Kennedy Mbeva Liti, who is among the youngest Green Talents Award winners, won the award in 2014 in Germany.

Kennedy is passionate and enthusiastic about how sustainable models can be implemented to fight the climate change. To support African researchers, Kennedy Co-founded African Research & Impact Network (ARIN), a platform connecting researchers globally.

My Career Path

My academic path is a bit unusual. Looking for ways to complement my academic studies while an undergraduate student, I was involved in the development of climate change and environmental policy in Kenya. While a student and immediately after graduating from Kenyatta University, in Nairobi, Kenya, I was also involved in setting up a continental youth movement, the African Youth Initiative on Climate Change (AYICC). I then proceeded to study for my Masters degree at the UNEP-Tongji Institute of Environment and Sustainable Development (IESD) in Shanghai, China. It is while studying for my MSc that I was awarded the Green Talents Award in 2014. I then spent a three-month stay at the German Development Institute / Deutsches Institut für Entwicklungspolitik (DIE) in Bonn, Germany in 2015.

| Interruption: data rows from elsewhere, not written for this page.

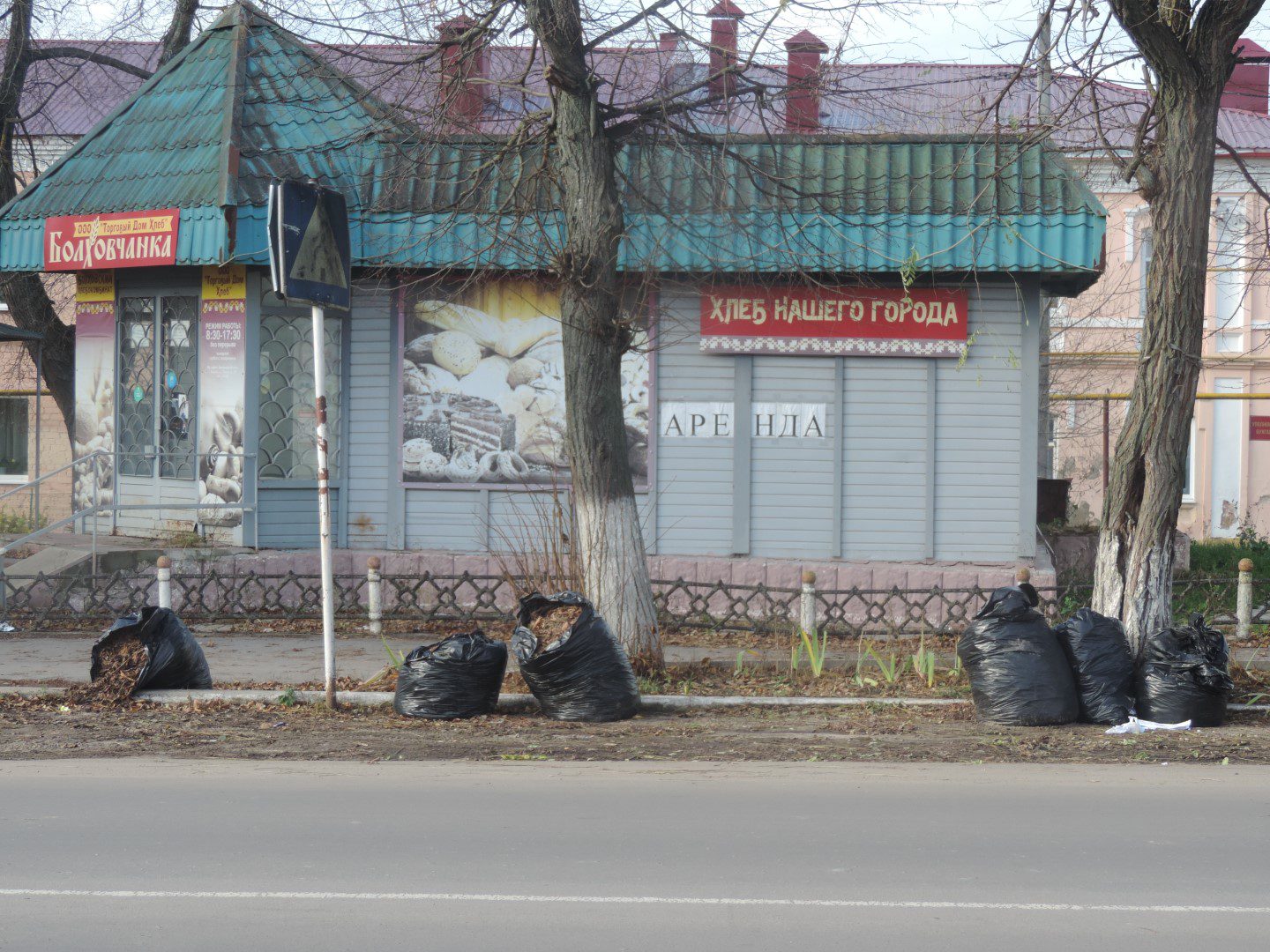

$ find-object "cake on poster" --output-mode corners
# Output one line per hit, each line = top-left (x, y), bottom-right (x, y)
(401, 279), (649, 485)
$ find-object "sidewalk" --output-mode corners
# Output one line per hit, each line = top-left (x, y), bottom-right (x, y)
(7, 634), (1270, 684)
(0, 634), (762, 684)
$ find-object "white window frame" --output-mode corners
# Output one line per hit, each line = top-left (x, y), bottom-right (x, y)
(1213, 198), (1249, 354)
(0, 396), (30, 487)
(1183, 420), (1195, 505)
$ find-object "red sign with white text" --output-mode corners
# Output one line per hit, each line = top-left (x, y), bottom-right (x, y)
(44, 208), (180, 271)
(701, 285), (967, 357)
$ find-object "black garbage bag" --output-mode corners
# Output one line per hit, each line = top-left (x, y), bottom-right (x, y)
(512, 591), (639, 721)
(392, 628), (507, 721)
(1138, 614), (1235, 727)
(956, 583), (1080, 726)
(1054, 608), (1134, 724)
(89, 606), (212, 693)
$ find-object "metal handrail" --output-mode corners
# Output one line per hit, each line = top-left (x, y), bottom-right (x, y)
(0, 450), (113, 502)
(0, 450), (259, 593)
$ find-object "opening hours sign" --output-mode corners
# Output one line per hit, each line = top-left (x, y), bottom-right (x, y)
(701, 285), (967, 357)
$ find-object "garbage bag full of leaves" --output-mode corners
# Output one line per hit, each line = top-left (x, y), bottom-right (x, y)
(1138, 614), (1235, 727)
(89, 606), (212, 699)
(956, 583), (1080, 726)
(392, 628), (507, 721)
(512, 591), (639, 721)
(1054, 608), (1134, 724)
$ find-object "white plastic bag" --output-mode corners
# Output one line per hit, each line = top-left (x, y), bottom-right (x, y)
(1106, 715), (1190, 733)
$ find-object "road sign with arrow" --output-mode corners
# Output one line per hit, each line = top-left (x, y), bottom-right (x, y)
(269, 182), (352, 311)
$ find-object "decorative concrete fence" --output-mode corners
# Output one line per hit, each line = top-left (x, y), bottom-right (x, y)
(4, 557), (1270, 637)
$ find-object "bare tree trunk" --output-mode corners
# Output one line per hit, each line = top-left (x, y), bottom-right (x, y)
(0, 0), (198, 442)
(155, 0), (198, 69)
(1094, 86), (1221, 646)
(1094, 0), (1261, 649)
(526, 0), (663, 670)
(0, 0), (75, 439)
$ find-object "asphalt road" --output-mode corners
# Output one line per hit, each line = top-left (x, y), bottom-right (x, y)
(0, 759), (1270, 952)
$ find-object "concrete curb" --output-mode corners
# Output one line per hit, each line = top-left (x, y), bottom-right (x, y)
(0, 686), (1270, 712)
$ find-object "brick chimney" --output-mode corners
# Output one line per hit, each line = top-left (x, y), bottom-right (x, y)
(706, 0), (745, 101)
(1221, 38), (1270, 115)
(785, 29), (829, 132)
(438, 17), (485, 130)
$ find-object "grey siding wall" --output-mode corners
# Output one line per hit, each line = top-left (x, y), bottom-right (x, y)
(332, 282), (1037, 571)
(116, 476), (198, 536)
(656, 282), (1039, 561)
(935, 286), (1039, 559)
(842, 357), (930, 560)
(745, 357), (840, 559)
(653, 289), (734, 554)
(341, 286), (400, 548)
(258, 480), (343, 548)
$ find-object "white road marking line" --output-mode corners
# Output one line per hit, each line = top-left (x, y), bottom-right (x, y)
(0, 889), (1270, 915)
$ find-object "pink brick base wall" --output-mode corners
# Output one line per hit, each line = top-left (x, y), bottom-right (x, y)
(188, 550), (1054, 591)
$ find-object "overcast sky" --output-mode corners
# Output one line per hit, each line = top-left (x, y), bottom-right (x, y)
(74, 0), (1270, 80)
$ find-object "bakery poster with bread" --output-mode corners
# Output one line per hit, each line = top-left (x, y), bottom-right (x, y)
(198, 264), (246, 527)
(401, 279), (649, 485)
(74, 271), (116, 513)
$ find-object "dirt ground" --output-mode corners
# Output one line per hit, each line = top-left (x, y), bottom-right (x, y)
(0, 697), (1270, 764)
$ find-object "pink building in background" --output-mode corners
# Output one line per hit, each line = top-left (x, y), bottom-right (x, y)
(1049, 41), (1270, 539)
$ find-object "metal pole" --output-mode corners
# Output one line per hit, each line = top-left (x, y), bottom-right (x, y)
(797, 571), (815, 635)
(1102, 398), (1111, 496)
(366, 556), (384, 635)
(155, 556), (171, 609)
(1235, 559), (1252, 641)
(312, 306), (338, 709)
(31, 338), (41, 532)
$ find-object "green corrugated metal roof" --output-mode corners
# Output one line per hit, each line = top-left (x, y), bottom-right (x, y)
(0, 5), (1106, 291)
(0, 4), (402, 263)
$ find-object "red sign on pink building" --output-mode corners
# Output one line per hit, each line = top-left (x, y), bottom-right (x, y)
(701, 285), (967, 357)
(44, 208), (180, 271)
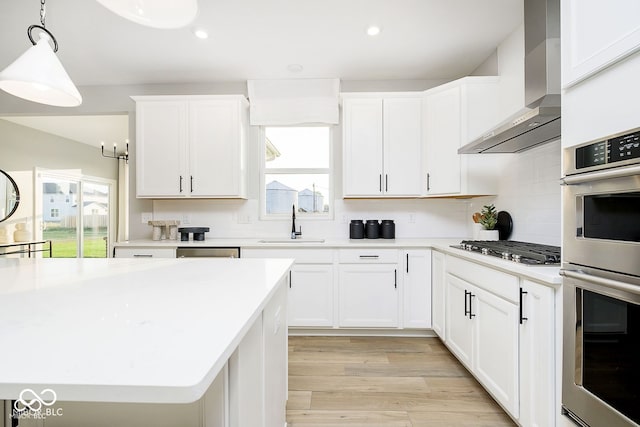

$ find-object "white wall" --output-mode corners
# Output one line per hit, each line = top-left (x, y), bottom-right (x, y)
(150, 113), (468, 238)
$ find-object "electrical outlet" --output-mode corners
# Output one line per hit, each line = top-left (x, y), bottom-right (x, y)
(140, 212), (153, 224)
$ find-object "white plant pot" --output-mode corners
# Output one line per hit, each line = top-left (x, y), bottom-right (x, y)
(472, 222), (484, 240)
(478, 229), (500, 240)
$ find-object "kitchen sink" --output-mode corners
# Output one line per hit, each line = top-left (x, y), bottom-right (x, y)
(258, 239), (324, 243)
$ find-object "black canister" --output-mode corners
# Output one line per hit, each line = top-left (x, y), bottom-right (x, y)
(364, 219), (380, 239)
(380, 219), (396, 239)
(349, 219), (364, 239)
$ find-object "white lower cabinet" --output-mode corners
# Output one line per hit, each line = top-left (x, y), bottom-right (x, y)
(338, 264), (399, 328)
(242, 248), (335, 328)
(440, 252), (558, 427)
(229, 316), (265, 427)
(519, 280), (556, 427)
(113, 246), (176, 258)
(476, 288), (520, 418)
(262, 280), (289, 427)
(431, 251), (447, 342)
(402, 249), (431, 328)
(445, 274), (475, 369)
(446, 260), (519, 418)
(289, 264), (333, 327)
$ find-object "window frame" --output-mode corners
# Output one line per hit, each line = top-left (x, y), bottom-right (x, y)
(259, 125), (335, 221)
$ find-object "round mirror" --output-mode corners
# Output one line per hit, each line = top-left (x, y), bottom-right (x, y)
(0, 170), (20, 222)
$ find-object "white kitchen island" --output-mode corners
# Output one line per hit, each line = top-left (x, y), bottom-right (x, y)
(0, 258), (292, 427)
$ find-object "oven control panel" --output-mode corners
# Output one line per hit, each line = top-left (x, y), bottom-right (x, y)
(575, 131), (640, 170)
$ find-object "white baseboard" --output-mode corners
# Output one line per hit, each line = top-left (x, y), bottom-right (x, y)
(289, 328), (437, 337)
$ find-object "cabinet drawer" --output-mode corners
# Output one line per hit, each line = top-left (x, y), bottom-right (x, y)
(446, 255), (519, 303)
(115, 247), (176, 258)
(241, 248), (333, 264)
(338, 249), (398, 264)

Upon completing my MSc, I went back to Nairobi to work with the African Centre for Technology Studies (ACTS), a premier public policy think tank. Two years later, I commenced my PhD studies at the University of Melbourne, Australia. My PhD project examines the design of international trade agreements.  

About the green talents award

The Green Talents Award is a prestigious fellowship administered by the German Federal Ministry of Education and Research (BMBF). It comprises two parts: a two-week field trip to Germany; and a research stay of up to three months at a German institution. More details can be found here

Watch the LIVE interview here:How I won the Green Talents Award in Germany :

Tell us about your research that made you win the award

For my MSc, I examined the effectiveness of climate finance. In brief, the research analysed the policies and mechanisms meant to ensure prudent management  of financial resources for addressing climate change in Kenya. I was interested in finding out whether Kenya had the relevant laws and policies to ensure climate finance was managed in a transparent and accountable manner. I published my findings in a book chapter and journal article.

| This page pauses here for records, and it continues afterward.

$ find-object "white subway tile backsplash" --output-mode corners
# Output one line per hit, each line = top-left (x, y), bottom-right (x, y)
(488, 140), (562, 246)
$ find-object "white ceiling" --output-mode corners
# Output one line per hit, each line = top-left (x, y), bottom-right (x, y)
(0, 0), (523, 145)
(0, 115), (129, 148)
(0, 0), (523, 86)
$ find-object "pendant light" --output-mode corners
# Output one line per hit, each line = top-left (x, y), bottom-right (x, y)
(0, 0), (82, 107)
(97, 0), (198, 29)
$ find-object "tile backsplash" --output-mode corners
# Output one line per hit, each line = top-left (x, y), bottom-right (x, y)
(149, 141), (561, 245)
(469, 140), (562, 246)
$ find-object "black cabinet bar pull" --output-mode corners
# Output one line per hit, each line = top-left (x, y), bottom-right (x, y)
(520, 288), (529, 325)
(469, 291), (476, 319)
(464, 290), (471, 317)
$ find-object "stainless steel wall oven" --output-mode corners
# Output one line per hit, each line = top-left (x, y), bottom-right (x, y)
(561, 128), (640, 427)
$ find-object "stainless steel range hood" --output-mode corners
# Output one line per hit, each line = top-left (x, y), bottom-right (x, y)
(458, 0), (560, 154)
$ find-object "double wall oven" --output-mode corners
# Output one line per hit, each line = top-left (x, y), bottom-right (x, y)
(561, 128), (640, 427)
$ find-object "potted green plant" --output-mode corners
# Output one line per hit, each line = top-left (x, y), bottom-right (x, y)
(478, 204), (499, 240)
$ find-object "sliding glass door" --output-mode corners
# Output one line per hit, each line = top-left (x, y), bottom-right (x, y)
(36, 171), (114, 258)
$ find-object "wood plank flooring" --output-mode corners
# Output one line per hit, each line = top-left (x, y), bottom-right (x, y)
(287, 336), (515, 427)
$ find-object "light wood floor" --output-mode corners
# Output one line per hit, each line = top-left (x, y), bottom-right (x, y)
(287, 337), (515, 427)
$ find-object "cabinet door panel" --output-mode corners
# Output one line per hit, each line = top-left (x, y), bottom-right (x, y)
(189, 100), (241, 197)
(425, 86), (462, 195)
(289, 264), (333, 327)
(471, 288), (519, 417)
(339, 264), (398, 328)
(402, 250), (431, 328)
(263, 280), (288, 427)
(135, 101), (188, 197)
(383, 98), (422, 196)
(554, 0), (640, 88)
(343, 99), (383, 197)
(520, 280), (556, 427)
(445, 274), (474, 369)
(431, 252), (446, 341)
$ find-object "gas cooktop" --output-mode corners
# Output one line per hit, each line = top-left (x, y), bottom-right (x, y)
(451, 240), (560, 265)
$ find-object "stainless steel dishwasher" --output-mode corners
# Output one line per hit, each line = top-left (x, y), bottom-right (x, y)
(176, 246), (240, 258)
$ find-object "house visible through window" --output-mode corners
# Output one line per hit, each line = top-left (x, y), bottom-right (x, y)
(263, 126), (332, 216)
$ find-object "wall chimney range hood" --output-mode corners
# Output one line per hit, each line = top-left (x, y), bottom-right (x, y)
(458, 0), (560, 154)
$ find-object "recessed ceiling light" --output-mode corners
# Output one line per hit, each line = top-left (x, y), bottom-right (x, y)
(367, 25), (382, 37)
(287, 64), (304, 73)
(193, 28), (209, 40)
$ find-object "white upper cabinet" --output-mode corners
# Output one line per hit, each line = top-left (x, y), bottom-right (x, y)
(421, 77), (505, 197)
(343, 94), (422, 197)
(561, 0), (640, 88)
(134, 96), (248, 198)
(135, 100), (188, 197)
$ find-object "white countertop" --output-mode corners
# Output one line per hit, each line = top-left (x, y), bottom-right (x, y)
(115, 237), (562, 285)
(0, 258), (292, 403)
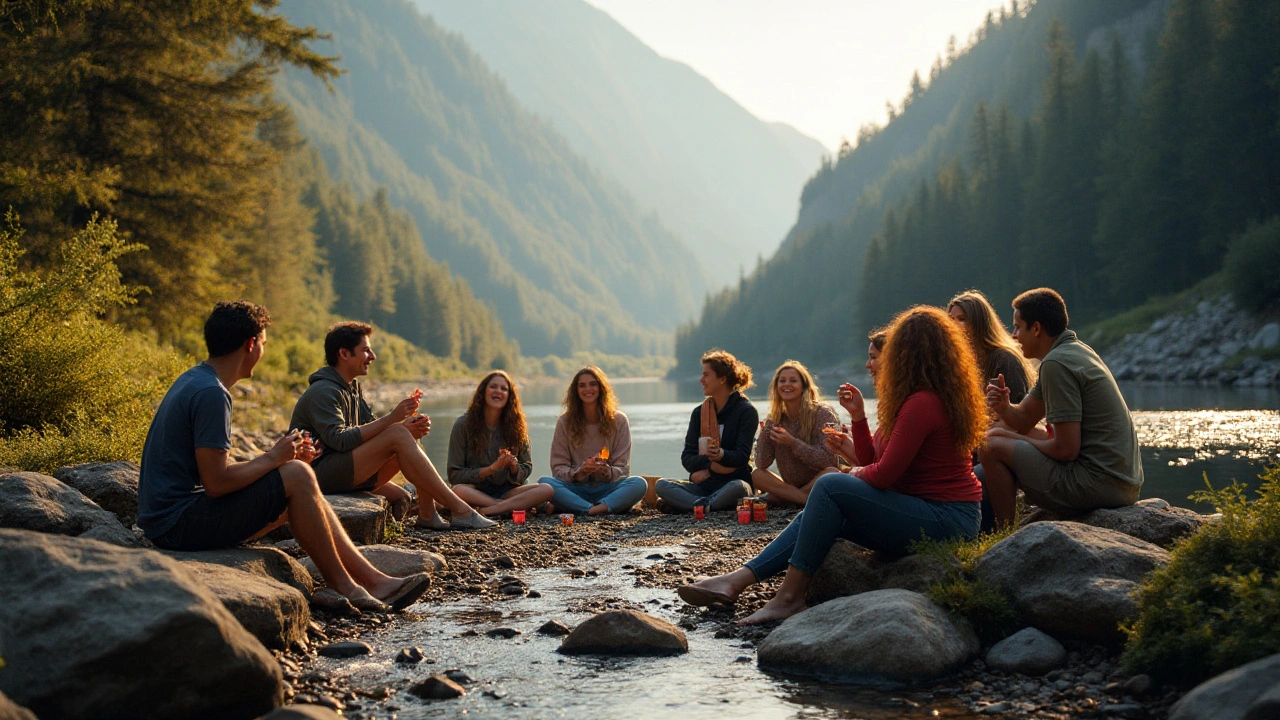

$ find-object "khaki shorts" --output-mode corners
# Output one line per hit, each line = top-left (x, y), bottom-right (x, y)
(1012, 441), (1140, 512)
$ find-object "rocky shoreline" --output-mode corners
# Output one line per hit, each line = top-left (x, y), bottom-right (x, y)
(0, 464), (1280, 720)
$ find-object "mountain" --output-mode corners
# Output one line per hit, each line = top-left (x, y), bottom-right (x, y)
(415, 0), (827, 279)
(276, 0), (705, 356)
(676, 0), (1167, 373)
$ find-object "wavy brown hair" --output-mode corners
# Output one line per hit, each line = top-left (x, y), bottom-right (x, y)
(876, 305), (987, 452)
(561, 365), (618, 447)
(947, 290), (1036, 387)
(462, 370), (529, 455)
(769, 360), (822, 445)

What are the benefits from the Green Talents Award?

The Green Talents Award has been uniquely well designed to benefit both the Awardee and other partners. Some of the (funded) benefits include:

  • A two week tour in Germany of innovative sustainability research initiatives in Germany
  • A research stay at a German research centre of choice for up to three months
  • A rich network of Green Talents Alumni
  • Diverse funding sources for subsequent research collaborations

What kind of tips would you give to applicants regarding the call?

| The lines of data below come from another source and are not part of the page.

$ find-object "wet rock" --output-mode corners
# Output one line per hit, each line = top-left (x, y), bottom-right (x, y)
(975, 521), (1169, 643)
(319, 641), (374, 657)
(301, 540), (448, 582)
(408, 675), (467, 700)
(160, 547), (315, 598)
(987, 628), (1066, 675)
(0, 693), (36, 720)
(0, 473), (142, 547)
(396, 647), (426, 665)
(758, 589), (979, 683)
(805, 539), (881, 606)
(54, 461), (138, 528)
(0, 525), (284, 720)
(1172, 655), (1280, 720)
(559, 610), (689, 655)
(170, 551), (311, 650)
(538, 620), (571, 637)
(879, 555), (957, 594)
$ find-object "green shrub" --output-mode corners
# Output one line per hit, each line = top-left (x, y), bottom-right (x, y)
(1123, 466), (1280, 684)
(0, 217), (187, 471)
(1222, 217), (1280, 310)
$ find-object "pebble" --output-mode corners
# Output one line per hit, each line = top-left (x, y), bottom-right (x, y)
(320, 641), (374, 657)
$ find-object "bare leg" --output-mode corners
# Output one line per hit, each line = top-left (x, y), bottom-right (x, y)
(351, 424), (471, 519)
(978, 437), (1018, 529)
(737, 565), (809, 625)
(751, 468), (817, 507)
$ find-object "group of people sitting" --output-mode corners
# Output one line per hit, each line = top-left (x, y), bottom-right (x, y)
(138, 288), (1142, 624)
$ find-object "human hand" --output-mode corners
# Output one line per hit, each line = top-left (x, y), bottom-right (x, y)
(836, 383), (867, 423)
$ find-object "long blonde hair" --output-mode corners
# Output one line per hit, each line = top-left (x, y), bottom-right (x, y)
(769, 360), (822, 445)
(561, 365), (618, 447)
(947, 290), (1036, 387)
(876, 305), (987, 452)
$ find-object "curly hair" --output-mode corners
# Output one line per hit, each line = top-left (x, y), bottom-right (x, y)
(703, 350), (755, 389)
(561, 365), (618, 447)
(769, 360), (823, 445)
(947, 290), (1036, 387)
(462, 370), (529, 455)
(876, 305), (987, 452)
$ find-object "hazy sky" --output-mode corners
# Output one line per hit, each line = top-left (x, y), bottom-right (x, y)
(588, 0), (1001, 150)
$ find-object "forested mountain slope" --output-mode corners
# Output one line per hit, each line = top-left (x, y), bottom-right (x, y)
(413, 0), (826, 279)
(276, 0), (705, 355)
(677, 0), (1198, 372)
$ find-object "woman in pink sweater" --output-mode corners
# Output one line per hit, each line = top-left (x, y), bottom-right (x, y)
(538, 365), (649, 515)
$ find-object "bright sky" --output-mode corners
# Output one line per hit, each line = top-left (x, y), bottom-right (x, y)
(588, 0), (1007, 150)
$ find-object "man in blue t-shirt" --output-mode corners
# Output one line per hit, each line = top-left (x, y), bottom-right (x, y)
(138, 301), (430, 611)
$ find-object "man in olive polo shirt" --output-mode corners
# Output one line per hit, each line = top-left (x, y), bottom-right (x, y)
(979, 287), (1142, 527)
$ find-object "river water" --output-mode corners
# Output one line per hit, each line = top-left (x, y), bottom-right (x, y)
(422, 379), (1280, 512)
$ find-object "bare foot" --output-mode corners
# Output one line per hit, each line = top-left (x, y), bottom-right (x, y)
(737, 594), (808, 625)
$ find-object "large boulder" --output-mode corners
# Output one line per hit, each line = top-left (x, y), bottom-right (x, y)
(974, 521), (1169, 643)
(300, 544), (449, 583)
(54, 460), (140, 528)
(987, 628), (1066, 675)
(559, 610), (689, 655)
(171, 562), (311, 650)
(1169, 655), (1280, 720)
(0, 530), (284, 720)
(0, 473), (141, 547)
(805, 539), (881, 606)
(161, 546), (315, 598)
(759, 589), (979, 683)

  • Familiarize yourself with the Green Talents Award and its requirements  
  • Clearly present your research project
  • Tell your story, in your voice. It is important to be authentic  
  • If you do not receive the Award this time round, try again
  • Proofread your application essays
  • Set aside sufficient time to work on the application

Where are we in fighting against climate change? How can African Professionals in this field abroad contribute towards this?

Despite being vulnerable and experiencing the adverse impacts of climate change, Kenya in particular, and the East African region in general, have taken several steps to address the challenge. These include developing laws and policies (Kenya introduced the first climate change law in Africa) and mobilising resources to adapt to the impacts of climate change such as droughts and extreme weather events. Since climate change is a cross-cutting issue, (young) African professionals can play an important role in addressing the challenge. From building innovative solutions such as solar irrigation systems to building insurance products for farmers losing their  livestock to droughts, African professionals can use their diverse skills to address climate change in the region.

What is also important is for young African researchers to build and strengthen their networks. To this end, I partnered with one of my colleagues Dr. Joanes Atela to create the African Research & Impact Network (ARIN). ARIN is a platform for young African researchers, both within the continent and in the diaspora, to collaborate in their research and share crucial information. After all, Africa does not have a shortage of capable young African professionals. To the contrary, the challenge is connecting these researchers to each other.